1. Region
  2. Rheinland-Pfalz

Dreyer glaubt an Ring-Käufer - Entscheidung über Jobs erst ab Juli

Dreyer glaubt an Ring-Käufer - Entscheidung über Jobs erst ab Juli

Nach dem Verkauf des Nürburgrings an den Autozulieferer Capricorn stattet Ministerpräsidentin Dreyer (SPD) der Rennstrecke einen Besuch ab - und zeigt sich überzeugt vom Konzept des Unternehmens. Dessen Chef sieht sich endgültig in der Eifel angekommen.

Mit reichlich Optimismus im Gepäck hat die rheinland-pfälzische Ministerpräsidentin Malu Dreyer (SPD) den krisengeschüttelten Nürburgring besucht. „Ich glaube, dass wir eine echte Chance haben, am Ring strukturell etwas zu bewegen“, sagte Dreyer am Mittwoch mit Blick auf den Verkauf des Rings an den Autozulieferer Capricorn. Der war im März unter Dach und Fach gebracht worden. Das Konzept des Käufers stärke den Motorsport und sehe die Ansiedlung von Technologiefirmen in der Eifel vor. Das sei eine große Chance.

Wieviele Jobs am Ring verloren gehen, wird sich nicht vor Anfang Juli entscheiden. „Änderungen und Entscheidungen über Personalanpassungen sind frühestens Anfang Juli absehbar“, sagte der Geschäftsführer der Nürburgring Betriebsgesellschaft (NBG), Carsten Schumacher. Den Ring bezeichnete er als „Rohdiamanten“, dessen Geschäftsmodell jedoch weiterentwickelt werden müsse. Das solle nun bis Ende Juni geschehen.

Bis zum Sommer könnte auch die EU-Kommission das Beihilfeverfahren zum Ring abgeschlossen haben. Dabei wird auch geprüft, ob der Verkauf an den Autozulieferer Capricorn EU-konform stattgefunden hat. Falls Brüssel das nicht so sieht, könnte Capricorn vom Kauf zurücktreten.

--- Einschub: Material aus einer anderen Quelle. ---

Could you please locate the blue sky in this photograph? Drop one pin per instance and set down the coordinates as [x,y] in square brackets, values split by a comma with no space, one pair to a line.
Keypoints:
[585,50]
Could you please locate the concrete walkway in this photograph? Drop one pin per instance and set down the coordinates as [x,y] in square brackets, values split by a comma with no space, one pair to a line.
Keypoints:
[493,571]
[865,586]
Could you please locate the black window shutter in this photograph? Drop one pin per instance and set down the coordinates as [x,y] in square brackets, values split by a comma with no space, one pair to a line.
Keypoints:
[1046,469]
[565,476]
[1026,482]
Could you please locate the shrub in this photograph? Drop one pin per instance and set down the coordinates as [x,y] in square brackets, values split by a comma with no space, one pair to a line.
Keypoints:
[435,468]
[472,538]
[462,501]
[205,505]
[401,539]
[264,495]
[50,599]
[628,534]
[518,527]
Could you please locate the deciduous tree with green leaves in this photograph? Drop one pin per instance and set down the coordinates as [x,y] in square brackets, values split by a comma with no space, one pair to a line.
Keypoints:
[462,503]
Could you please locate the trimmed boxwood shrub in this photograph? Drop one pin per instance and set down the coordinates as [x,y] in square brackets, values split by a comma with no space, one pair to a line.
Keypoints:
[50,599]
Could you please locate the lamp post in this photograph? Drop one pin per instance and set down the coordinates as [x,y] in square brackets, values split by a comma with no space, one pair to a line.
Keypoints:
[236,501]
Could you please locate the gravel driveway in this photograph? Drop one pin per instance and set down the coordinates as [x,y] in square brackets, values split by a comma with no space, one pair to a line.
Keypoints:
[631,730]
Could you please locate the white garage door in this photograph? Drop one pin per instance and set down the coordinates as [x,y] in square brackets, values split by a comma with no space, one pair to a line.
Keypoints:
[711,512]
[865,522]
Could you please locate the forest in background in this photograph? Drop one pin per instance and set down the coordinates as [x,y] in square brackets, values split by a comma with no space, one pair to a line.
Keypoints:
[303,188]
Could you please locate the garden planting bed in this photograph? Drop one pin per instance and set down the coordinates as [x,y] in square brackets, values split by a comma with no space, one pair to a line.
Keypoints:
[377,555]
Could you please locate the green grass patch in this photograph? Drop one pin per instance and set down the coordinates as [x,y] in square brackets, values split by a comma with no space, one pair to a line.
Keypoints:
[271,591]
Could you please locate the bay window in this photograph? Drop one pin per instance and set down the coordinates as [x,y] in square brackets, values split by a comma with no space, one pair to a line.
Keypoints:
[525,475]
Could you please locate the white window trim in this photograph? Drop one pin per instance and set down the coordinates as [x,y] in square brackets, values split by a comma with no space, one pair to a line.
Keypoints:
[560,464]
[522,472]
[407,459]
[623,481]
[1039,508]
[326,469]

Die Jobsituation war auch Thema einer Betriebsversammlung, an der Dreyer teilnahm. Der Betriebsratsvorsitzende Heinz Hoffmann sprach von einem „offenen Gespräch“. Es sei die größte Sorge der Mitarbeiter, wie es mit den Arbeitsplätzen am Ring weitergehe.

Dreyer äußerte Verständnis für das Misstrauen vieler Menschen nach dem Verkauf. Das sei absolut nachvollziehbar. Das Misstrauen werde aber verschwinden, wenn eine positive Entwicklung einsetze. Sie sei froh, dass mit Capricorn und dem Partner Getspeed zwei Unternehmen mit Bezug zur Region den Zuschlag erhalten hätten. „Fehler der Vergangenheit können wir leider nicht rückgängig machen“, betonte Dreyer.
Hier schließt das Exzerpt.